Feasibility Analysis

I have included some costs to take into account when determining the financial effectiveness of this exercise. Your profit is derived from the sale price less the following costs:

  • Purchase price and stamp duty (to begin with) and, naturally, as per any property, all of the adjustments at settlement that a good conveyancing professional will handle for you (typically priced at around $1000.)
  • Interest from the loan
  • Design
  • Engineering
  • Surveyor
  • Compliance
  • Bank fees
  • Project management fees
  • Contingency fees
  • Land holding costs
  • Civil engineer
  • Architect (the architect can manage the town planner, surveyor, Engineer, geotech and landscape)
  • Builder (if you have a good builder they can manage the concreter, carpenter, plasterer, painter, bricklayer, electrician, and plumber.)

Further, you need to consider water, sewerage, power, storm water, and so on.

Check the distance that the building has to be from the boundary, precedents that have happened in the area (similar to what you want to do), and zoning — to determine the chances of approval from council.
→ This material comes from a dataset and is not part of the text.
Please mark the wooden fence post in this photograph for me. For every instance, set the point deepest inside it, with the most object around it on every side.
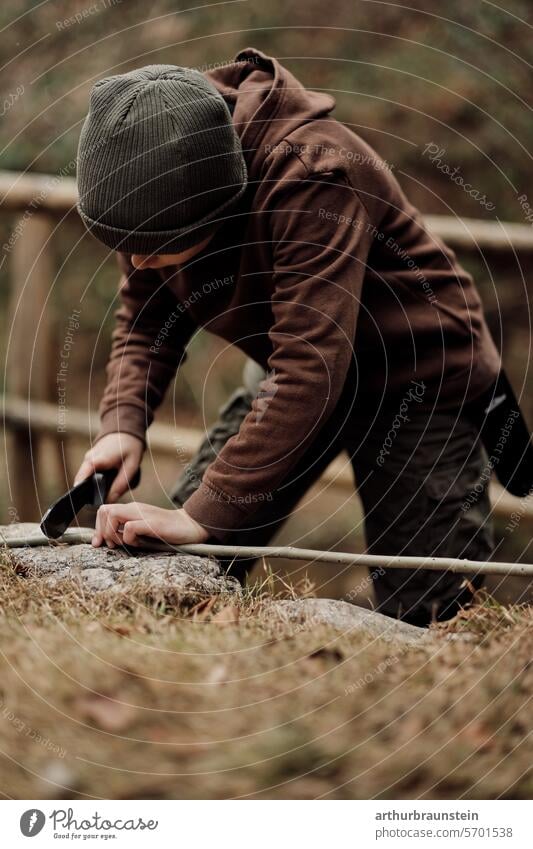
(27, 355)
Establish a minimum lot size, driveway width, steepness of block, and environmental impact.

Just remember, first determine your strategy, whether it is to live in the property, build to keep it or build to flip it, get your budget down on paper, and understand all the costs associated with the development. Your time is important, understanding how much of this the development will consume is a huge consideration.

If you have the time to get involved in an owner builder scenario, you have the budget, and you are happy with the feasibility analysis, then it can be an excellent way of building a portfolio.

Andrew Crossley is a property investment strategist and founder of Australian Property Advisory Group.